Home>

A function that reads a txt file and stores it in a dictionary.

I got an error saying that element [0] is out of range.

IndexError Traceback (most recent call last)<ipython-input-30-8f3a925c59a3>in<module>   twenty four 
     25 # Link training data captions with image names
--->26 train_imagecaptions_dict = make_imagecaptions_dictionary ('caption_mold.txt', train)
     27 # Link validation data caption and image name
     28 val_imagecaptions_dict = make_imagecaptions_dictionary ('caption_mold.txt', val)<ipython-input-30-8f3a925c59a3>in make_imagecaptions_dictionary (filename, setname)
     10 word = line.split ()
     11 # Read the first word as the image name and all the rest as the caption
--->12 image_id = word [0]
     13 image_sentence = word [1:]
     14 # If the image name is included in the dataset, do the following
IndexError: list index out of range
Corresponding source code
#Function to create a dictionary that associates the image name with the caption
def make_imagecaptions_dictionary (filename, setname): # argument dataset is train or val
    text = load_file (filename)
    #Dictionary type creation
    imagecaptions = {}
    # Take out line by line and loop
    word = []
    for line in text.split ('\ n'):
        #Separate with spaces
        word = line.split ()#Read the first word as the image name and all the rest as the caption
        image_id = word [0]
        image_sentence = word [1:]
        #If the image name is included in the set, do the following
        if image_id in setname:
            #Create a list with the image name as the key
            #Create a list if the image name is the first
            if image_id not in imagecaptions:
                imagecaptions [image_id] = list ()
            #Enclose the caption with the start and end words
            image_sentence ='startseq' +'''. join (image_sentence) +'endseq'
            imagecaptions [image_id] .append (image_sentence) #Store in dictionary
    return image captions
#Associate the training data caption with the image name
train_imagecaptions_dict = make_imagecaptions_dictionary ('caption_mold.txt', train)
#Link validation data caption with image name
val_imagecaptions_dict = make_imagecaptions_dictionary ('caption_mold.txt', val)
What I tried

When I printed word [0] with print, the value was stored normally.
It is an element of printed word [0] (partial).

COCO_train2014_000000000009
COCO_train2014_000000000009
COCO_train2014_000000000009
COCO_train2014_000000000009
COCO_train2014_000000000009
COCO_train2014_000000000025
COCO_train2014_000000000025
COCO_train2014_000000000025
COCO_train2014_000000000025
COCO_train2014_000000000025
COCO_train2014_000000000030

The argument file has about 600,000 lines (about 62KB), and the test file with a few lines extracted from the top of this file did not cause an error, so is the error related to the size of the file?
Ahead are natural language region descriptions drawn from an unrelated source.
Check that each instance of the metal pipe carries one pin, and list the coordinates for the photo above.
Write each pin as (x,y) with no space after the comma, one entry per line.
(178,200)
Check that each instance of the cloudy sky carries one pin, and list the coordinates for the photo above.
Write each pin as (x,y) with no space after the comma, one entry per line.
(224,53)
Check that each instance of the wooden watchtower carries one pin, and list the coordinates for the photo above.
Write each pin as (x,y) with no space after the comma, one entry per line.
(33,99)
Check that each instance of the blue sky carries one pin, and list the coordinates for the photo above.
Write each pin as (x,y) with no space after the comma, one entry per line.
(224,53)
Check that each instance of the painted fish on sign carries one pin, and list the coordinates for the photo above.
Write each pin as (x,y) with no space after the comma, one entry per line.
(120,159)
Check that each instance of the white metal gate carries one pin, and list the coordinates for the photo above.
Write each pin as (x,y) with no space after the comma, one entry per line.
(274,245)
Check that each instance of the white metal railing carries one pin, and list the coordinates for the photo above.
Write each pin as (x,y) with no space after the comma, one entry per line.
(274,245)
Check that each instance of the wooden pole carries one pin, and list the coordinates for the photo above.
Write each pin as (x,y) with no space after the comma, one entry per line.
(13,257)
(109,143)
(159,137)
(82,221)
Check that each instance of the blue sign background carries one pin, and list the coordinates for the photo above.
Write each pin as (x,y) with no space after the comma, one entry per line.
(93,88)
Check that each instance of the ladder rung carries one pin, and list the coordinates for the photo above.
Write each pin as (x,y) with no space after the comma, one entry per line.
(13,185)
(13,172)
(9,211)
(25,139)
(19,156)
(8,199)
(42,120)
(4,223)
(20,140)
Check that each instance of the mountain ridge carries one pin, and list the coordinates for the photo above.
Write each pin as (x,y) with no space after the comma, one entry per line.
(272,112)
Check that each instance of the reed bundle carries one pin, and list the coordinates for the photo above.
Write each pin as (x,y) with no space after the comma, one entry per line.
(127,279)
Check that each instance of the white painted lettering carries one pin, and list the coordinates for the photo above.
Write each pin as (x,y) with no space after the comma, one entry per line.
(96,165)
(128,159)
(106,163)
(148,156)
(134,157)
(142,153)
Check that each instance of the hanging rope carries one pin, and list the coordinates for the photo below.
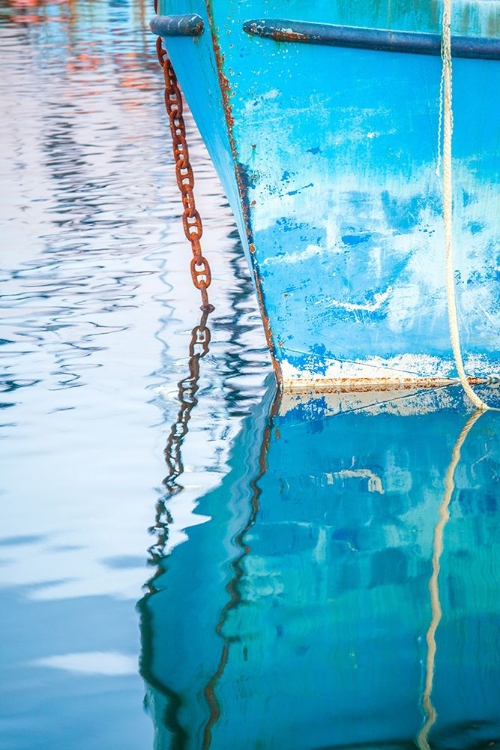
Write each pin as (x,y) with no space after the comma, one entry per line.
(438,546)
(446,118)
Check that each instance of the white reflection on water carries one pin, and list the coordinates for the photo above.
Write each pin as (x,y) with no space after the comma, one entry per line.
(108,663)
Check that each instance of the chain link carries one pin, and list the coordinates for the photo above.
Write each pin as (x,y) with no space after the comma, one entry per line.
(191,219)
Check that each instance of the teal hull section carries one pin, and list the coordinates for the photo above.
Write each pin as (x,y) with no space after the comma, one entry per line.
(298,615)
(328,157)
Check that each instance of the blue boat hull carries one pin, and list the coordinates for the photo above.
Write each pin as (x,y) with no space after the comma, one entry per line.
(328,155)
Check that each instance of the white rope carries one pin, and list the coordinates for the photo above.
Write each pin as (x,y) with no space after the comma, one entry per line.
(437,551)
(446,113)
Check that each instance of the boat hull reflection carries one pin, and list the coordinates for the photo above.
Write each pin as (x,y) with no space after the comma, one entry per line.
(345,589)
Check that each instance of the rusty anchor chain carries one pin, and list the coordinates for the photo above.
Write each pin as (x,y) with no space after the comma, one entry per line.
(191,219)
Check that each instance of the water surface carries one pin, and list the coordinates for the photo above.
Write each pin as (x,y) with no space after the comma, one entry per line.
(186,562)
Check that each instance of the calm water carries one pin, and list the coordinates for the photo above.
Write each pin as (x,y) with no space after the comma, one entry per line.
(185,563)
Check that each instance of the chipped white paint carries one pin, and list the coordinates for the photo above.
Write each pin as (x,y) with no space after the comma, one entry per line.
(378,300)
(374,481)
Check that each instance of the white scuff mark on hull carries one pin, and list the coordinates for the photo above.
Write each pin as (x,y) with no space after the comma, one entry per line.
(378,300)
(402,368)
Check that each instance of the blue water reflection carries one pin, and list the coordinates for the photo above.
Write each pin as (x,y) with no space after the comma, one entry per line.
(344,591)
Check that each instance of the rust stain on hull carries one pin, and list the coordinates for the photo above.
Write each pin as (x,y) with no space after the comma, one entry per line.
(365,385)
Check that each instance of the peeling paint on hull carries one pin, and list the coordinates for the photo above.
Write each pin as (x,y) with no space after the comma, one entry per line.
(328,157)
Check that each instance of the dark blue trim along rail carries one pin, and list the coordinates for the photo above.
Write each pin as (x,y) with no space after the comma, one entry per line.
(187,25)
(377,39)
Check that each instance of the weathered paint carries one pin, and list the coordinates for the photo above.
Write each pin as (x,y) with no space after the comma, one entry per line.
(285,30)
(328,157)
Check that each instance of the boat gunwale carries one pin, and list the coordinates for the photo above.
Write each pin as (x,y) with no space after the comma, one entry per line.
(413,42)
Supplementary information (FW/tool version, etc.)

The contents (part) of the argument caption_mold.txt.

COCO_train2014_000000000009 Bread, vegetables, meat, fruits and cookies lunch box
COCO_train2014_000000000009 Broccoli is in the yellow case
COCO_train2014_000000000009 Food is served in the lunch box
COCO_train2014_000000000009 Inside the lunch box are bread with hamburger, broccoli and cheese, nuts and fruits.
COCO_train2014_000000000009 Colorful Side dishes packed in a lunch box
COCO_train2014_000000000025 There is a giraffe eating leaves
COCO_train2014_000000000025 1 One giraffe is eating tall tree grass
COCO_train2014_000000000025 Giraffe is eating the leaves on the tree
COCO_train2014_000000000025 A giraffe eating food on a tree branch
COCO_train2014_000000000025 A giraffe is eating food on a tree
COCO_train2014_000000000030 White and red flowers are displayed in a white vase
COCO_train2014_000000000030 There is a vase with lots of flowers on the balcony.
COCO_train2014_000000000030 Red and white flowers in a white vase
COCO_train2014_000000000030 Colorful flowers are alive in a white pottery vase
COCO_train2014_000000000030 White and red flowers are laid in a white vase

The contents (part) of the argument train.

{'COCO_train2014_000000180055','COCO_train2014_000000525932','COCO_train2014_000000433084','COCO_train2014_000000449780','COCO_train2014_000000150877','COCO_train2014_000000099628','COCO_train2014_000000437660','COCO_train2014_000000437660',' COCO_train2014_000000437660'

  • Answer # 1

    If there is a blank line somewhere in the text,IndexError: list index out of rangeWill occur.

    Please modify as follows. Even if there is a blank line and the word becomes empty, the error does not occur because it moves to the processing of the next line.

    for line in text.split ('\ n'):
        word = line.split ()
        if not word:
            continue
        image_id = word [0]
        (Omitted below)

  • Answer # 2

    If Nakami in the list is empty, even index 0 will be over.